Tiffany & Co., New York, Movement No. 6931, Case No. 6931, 50 mm, 133 g, circa 1871
A gentleman's early pocket watch with split seconds chronograph "Patent" - with original box and a ribbon fob with seal set with an amethyst Case: 18k gold, tiered, polished, gold dome with presentation engraving: "Milton Holbrook Sanford, Richard Holbrook Daniels, Richard Edwin Joronem", chronograph pusher at "9" and via crown, case maker's punch mark "AN" (Adolphe Nicole, London 1871). Dial: enamel, radial Roman hours, signed, blued spade hands. Movm.: 4/5 plate movement, frosted, gilt, signed, screwed chatons, signature "Patent", lever escapement, gold screw compensation balance.

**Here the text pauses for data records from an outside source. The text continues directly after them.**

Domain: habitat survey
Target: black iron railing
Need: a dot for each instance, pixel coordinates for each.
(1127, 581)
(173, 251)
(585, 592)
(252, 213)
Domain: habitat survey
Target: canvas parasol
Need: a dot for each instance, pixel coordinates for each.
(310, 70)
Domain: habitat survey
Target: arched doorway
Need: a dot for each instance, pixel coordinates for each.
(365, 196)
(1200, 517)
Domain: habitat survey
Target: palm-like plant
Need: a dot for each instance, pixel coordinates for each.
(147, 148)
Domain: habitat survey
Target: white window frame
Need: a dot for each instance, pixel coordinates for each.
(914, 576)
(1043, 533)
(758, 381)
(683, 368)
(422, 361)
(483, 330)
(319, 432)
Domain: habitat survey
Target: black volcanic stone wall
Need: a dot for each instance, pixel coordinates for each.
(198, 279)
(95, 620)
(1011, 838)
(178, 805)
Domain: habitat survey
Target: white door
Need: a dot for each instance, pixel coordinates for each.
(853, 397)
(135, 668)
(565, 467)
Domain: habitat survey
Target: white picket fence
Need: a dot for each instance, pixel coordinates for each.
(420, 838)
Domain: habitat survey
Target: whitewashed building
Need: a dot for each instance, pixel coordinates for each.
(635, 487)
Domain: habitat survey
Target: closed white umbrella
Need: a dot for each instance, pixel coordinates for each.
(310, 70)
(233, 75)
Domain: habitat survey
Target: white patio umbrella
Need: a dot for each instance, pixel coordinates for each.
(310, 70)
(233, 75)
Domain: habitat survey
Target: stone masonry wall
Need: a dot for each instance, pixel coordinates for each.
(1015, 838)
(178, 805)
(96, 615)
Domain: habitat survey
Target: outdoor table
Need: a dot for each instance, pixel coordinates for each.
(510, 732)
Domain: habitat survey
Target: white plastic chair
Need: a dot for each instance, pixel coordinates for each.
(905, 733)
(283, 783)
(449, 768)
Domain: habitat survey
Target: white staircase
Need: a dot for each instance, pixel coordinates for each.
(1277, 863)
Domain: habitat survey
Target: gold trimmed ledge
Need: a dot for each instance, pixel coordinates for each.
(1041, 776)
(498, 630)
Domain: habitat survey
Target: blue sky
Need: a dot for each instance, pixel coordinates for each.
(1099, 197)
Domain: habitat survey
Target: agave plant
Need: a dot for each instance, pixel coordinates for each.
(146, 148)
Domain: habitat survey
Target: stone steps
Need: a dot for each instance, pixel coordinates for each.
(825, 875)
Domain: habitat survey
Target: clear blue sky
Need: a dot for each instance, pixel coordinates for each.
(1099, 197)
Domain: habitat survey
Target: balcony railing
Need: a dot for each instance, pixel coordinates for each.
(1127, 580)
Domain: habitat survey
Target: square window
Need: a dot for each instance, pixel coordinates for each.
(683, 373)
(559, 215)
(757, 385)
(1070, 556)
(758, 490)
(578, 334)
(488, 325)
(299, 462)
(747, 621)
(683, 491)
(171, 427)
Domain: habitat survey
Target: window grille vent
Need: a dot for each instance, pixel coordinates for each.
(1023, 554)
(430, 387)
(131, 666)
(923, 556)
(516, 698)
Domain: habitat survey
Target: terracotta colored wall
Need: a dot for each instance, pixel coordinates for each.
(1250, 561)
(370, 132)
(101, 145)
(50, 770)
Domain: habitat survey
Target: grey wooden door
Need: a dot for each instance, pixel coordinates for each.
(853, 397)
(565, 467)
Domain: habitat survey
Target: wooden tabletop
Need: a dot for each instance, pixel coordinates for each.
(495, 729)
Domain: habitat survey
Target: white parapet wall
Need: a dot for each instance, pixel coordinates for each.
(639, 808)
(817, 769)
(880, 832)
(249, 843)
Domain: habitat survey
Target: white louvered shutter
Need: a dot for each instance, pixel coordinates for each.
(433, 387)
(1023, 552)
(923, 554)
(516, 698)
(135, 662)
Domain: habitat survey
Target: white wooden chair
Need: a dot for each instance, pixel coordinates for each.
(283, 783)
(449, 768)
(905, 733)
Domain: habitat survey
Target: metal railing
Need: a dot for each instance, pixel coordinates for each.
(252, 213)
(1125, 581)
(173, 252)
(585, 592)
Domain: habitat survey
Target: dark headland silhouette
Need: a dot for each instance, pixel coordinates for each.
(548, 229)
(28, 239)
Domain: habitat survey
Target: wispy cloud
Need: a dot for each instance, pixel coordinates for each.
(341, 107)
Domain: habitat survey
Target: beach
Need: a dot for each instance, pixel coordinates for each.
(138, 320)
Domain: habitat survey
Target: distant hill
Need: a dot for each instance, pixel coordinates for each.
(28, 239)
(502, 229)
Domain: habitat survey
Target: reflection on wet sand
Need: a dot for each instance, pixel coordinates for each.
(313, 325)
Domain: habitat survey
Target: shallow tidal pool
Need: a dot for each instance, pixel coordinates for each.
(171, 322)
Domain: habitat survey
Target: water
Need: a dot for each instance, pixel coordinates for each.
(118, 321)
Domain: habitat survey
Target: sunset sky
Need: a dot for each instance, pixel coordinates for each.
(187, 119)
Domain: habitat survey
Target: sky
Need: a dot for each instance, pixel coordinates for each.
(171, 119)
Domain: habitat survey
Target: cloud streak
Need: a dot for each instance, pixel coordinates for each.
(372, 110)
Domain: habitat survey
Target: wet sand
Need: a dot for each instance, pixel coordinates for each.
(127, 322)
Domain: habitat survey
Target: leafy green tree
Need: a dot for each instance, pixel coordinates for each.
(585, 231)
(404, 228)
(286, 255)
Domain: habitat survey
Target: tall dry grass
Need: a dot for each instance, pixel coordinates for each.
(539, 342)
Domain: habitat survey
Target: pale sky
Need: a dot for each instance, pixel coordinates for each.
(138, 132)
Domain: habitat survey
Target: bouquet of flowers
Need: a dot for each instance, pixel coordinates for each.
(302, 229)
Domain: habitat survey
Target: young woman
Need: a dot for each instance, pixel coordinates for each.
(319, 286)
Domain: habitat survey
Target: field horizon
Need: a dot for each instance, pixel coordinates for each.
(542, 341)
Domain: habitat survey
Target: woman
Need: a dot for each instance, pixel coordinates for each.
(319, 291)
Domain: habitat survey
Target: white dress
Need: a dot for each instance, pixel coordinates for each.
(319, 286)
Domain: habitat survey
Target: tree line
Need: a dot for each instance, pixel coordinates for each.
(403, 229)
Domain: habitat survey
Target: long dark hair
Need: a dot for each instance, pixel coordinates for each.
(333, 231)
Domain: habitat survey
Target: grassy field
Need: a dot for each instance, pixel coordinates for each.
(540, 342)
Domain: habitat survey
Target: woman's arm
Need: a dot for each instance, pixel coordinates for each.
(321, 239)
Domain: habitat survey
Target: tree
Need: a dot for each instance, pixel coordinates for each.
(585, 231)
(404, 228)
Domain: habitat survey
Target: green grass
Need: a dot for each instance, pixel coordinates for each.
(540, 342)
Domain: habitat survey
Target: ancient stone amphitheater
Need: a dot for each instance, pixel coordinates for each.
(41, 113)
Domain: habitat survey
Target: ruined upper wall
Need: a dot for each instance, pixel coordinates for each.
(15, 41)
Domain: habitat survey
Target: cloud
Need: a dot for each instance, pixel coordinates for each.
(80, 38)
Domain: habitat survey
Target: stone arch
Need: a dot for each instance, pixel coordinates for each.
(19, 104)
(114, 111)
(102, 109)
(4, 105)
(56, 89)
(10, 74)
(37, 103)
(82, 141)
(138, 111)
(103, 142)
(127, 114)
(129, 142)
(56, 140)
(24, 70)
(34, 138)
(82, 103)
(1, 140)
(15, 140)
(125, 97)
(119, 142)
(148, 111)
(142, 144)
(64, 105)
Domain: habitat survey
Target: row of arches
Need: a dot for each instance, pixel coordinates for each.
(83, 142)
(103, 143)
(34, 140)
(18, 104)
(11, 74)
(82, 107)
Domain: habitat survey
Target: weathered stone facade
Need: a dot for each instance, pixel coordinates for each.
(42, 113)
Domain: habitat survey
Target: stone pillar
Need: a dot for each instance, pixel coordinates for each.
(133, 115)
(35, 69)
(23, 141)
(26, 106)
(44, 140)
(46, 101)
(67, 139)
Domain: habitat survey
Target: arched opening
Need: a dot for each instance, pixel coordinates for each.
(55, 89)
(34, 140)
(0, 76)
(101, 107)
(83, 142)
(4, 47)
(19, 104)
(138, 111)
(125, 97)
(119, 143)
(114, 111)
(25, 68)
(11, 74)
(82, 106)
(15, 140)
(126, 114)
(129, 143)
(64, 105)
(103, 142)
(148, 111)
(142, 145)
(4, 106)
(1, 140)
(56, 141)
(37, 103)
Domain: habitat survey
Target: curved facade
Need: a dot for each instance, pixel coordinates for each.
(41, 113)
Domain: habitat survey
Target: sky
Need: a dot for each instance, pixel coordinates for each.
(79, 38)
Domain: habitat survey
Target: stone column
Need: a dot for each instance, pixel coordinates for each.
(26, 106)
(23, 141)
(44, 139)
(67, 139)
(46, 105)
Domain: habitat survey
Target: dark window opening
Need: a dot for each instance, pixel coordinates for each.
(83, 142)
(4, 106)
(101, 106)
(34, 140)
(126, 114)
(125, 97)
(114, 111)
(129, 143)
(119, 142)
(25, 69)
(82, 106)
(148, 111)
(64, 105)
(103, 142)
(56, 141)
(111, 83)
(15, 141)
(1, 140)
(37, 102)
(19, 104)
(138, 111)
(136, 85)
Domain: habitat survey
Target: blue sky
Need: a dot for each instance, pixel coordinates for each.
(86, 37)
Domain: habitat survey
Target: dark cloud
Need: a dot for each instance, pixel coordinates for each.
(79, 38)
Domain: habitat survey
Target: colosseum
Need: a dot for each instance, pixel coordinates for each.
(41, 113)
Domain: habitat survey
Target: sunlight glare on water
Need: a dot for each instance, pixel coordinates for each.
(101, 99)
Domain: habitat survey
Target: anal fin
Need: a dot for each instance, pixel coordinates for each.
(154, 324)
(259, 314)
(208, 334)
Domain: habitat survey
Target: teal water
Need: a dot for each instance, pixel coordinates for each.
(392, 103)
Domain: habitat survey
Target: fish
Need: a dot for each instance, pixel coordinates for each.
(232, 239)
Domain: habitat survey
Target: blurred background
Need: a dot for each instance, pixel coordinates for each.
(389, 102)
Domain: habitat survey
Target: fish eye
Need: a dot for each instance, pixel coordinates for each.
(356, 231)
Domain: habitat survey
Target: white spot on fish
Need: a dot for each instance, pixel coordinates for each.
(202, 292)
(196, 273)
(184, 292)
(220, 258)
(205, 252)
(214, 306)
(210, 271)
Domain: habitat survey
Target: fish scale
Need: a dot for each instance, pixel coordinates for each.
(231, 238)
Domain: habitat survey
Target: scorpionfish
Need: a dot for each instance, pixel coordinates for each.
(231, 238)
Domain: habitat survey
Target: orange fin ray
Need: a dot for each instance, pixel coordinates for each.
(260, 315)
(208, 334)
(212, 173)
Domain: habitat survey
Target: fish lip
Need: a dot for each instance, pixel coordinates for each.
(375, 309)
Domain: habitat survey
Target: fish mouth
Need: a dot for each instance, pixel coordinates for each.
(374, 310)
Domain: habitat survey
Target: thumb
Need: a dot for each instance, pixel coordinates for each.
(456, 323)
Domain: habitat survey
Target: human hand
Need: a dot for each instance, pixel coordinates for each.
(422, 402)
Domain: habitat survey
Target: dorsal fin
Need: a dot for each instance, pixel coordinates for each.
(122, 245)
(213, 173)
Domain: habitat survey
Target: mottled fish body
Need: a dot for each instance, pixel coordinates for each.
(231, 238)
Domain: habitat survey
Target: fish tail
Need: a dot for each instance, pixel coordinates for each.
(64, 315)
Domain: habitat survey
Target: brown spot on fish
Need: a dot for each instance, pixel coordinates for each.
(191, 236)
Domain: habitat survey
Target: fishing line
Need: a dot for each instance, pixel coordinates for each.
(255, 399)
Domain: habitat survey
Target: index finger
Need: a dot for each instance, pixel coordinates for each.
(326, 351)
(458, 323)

In 1844 Adolphe Nicole patented a mechanism for a single button fly back chronograph that used a heart-shaped cam; it returned the chronograph hand to zero with the press of a button and subsequently allowed successive measurements. The watch we have here is a rare split example that employs this construction; it belonged to one of the most prominent members of the American Thoroughbred racing industry - Milton H. Sanford . Sanford must have used this very early chronograph when he trained the horses he bred and owned; the cuvette of the watch bears the engraving of Sanford’s name as well as the names of his descendants. The watch was kept in the family for nearly 150 years. Milton H. Sanford was born in Medway, Masschusetts in 1813; he was a gifted businessman who made a fortune with cotton and wool mills that manufactured blankets supplied to the Union Army during the American Civil War. Even though Sanford came into his money through the textile industry, his passion lay in breeding and racing horses; Sanford owned Preakness Stables in Preakness, New Jersey and Preakness Stud Farm in Lexington, Kentucky. During a dinner party in the summer of 1868, Maryland governor Oden Bowie told the other guests of his dream to have a world class racetrack in Baltimore; Sanford and some other horse racing enthusiasts present at the party immediately thought that this was of course a marvellous idea - and Pimlico Race Course held its first Dinner Party Stakes on October 25th, 1870. Sanford’s horse Preakness won the race and in its honour the race was renamed "Preakness Stakes" in 1873. Today the Preakness Stakes is the second of the three races in the American Triple Crown: Kentucky Derby, Preakness Stakes and Belmont Stakes.